As part of the recent restoration of the Belvedere, the Conservancy sought to solve the problem of heating and cooling the Castle in a sustainable way.
Since it was first enclosed in 1919, water leakage has caused problems at the Castle. Poor drainage and waterproofing led to leaks and damage that worsened in the past few decades. It became necessary for the Conservancy to invest in waterproofing and internal drainage once and for all, to both repair the Castle and protect it over the long term.
After considering many options, the Conservancy chose a geothermal system as the best possible solution for two main reasons: it’s sustainable, and the Belvedere’s position atop Vista Rock made it optimal for a geothermal approach. With zero emissions, it’s environmentally conscious and aligns with the Conservancy’s mission to implement green design.

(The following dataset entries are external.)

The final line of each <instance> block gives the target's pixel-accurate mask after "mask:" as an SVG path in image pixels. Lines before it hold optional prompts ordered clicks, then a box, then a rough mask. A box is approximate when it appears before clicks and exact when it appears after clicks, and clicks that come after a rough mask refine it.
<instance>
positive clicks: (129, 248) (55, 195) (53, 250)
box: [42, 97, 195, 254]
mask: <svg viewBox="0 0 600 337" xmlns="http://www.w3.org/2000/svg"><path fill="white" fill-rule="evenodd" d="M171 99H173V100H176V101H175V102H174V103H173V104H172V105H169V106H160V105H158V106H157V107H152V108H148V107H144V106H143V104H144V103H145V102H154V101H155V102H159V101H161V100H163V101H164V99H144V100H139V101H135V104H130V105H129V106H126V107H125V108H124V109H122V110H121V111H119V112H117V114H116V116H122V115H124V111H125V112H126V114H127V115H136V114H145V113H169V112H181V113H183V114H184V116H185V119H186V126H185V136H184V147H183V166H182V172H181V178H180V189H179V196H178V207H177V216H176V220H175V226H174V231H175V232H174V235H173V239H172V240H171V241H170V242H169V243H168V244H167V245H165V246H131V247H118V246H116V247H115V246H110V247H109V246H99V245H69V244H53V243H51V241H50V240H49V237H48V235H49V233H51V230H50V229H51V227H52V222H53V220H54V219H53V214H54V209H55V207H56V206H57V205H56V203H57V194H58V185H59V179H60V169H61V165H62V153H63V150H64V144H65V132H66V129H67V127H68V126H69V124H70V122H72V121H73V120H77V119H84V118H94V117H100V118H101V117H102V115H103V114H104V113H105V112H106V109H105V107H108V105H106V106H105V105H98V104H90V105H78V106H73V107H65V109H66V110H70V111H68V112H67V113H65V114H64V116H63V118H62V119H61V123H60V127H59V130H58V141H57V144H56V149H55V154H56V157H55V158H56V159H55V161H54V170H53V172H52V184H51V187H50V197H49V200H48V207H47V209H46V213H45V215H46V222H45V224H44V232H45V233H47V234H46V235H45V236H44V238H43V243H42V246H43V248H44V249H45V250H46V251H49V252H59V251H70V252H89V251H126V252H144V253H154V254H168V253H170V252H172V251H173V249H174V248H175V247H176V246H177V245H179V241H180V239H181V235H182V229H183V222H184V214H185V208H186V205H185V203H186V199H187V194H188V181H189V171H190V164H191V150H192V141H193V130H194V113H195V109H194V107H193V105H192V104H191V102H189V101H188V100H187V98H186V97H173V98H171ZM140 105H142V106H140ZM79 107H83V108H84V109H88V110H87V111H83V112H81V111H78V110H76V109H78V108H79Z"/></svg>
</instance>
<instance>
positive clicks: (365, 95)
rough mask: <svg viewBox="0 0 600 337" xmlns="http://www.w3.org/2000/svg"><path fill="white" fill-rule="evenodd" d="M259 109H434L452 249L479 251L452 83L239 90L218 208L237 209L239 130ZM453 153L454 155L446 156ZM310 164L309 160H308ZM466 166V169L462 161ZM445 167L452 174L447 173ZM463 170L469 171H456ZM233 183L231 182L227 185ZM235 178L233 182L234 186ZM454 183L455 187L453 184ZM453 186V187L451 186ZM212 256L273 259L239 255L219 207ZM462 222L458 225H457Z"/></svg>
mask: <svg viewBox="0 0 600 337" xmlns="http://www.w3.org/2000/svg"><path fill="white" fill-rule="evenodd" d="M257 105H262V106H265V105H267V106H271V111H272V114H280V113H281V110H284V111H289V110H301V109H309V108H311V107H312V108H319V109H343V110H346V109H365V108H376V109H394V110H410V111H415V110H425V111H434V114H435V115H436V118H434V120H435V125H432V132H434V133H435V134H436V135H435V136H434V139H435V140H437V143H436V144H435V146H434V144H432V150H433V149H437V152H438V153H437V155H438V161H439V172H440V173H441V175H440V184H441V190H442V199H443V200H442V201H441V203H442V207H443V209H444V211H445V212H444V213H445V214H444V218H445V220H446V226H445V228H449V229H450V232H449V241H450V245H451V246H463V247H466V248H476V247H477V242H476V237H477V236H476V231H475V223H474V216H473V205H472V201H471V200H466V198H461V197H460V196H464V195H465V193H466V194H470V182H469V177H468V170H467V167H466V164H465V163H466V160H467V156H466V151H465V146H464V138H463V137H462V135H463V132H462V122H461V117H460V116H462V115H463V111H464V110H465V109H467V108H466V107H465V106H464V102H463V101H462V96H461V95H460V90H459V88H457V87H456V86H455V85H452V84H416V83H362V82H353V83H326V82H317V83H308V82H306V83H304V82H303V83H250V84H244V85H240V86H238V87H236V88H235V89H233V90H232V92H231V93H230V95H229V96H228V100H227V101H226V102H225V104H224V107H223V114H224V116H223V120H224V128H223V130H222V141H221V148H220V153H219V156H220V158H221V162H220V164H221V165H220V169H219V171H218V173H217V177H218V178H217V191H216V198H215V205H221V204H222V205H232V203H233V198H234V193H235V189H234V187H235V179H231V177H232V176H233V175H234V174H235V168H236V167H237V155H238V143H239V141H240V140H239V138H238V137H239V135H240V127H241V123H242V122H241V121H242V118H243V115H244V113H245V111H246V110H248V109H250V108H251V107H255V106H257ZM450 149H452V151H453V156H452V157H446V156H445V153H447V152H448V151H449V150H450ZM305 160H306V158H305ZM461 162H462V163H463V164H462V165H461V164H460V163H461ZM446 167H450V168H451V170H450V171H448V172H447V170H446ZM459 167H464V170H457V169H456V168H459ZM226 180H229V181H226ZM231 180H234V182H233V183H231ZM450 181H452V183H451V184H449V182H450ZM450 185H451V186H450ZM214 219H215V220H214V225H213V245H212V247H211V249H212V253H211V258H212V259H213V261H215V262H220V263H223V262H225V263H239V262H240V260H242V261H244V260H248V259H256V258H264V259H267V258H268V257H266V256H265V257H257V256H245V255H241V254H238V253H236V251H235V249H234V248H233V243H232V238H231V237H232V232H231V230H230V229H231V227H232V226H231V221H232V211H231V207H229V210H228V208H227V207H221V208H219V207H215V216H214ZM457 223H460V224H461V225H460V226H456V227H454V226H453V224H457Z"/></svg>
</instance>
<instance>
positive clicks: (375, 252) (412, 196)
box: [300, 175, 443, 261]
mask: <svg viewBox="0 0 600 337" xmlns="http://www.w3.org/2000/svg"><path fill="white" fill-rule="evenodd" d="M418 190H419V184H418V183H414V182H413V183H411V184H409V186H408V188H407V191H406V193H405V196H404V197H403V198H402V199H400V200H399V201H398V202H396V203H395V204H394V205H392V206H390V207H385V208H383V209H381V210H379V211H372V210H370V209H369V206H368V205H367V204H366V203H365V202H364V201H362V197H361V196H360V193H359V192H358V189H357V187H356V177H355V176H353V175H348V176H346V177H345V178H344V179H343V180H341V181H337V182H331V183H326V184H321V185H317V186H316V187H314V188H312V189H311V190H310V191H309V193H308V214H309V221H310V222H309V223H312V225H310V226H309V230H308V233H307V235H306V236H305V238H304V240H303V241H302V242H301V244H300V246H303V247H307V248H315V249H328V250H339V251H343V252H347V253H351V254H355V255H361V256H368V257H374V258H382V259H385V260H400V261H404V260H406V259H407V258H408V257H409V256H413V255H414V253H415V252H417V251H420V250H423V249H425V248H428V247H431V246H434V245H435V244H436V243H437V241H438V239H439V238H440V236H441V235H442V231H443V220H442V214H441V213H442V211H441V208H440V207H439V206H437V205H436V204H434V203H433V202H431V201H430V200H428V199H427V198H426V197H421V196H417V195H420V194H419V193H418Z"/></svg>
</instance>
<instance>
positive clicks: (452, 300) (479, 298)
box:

While the Belvedere now boasts a brand-new closed-loop geothermal system, you wouldn’t know it just by looking. All the action is underground—drilling rigs bored three 400-foot holes into Vista Rock, which now houses a piping system that uses the temperature of the earth to moderate the temperature of the Castle above.
At that great depth, the ground is consistently about 50-60 degrees. In the geothermal system, cool water moves down into the earth where it’s warmed and pumped back up to the building, and vice versa, depending on the season. A heat exchanger transfers the heat into the building’s air system—heating or cooling each room. The water recirculates through the ground so the process can be repeated.
The minimal equipment required to run the system enables a better experience for visitors who come to see firsthand how the Belvedere (Italian for “beautiful view”) got its name. Thanks to the comprehensive restoration of the Castle and the new geothermal system beneath its regal perch, the “beautiful view” has been preserved for generations to come.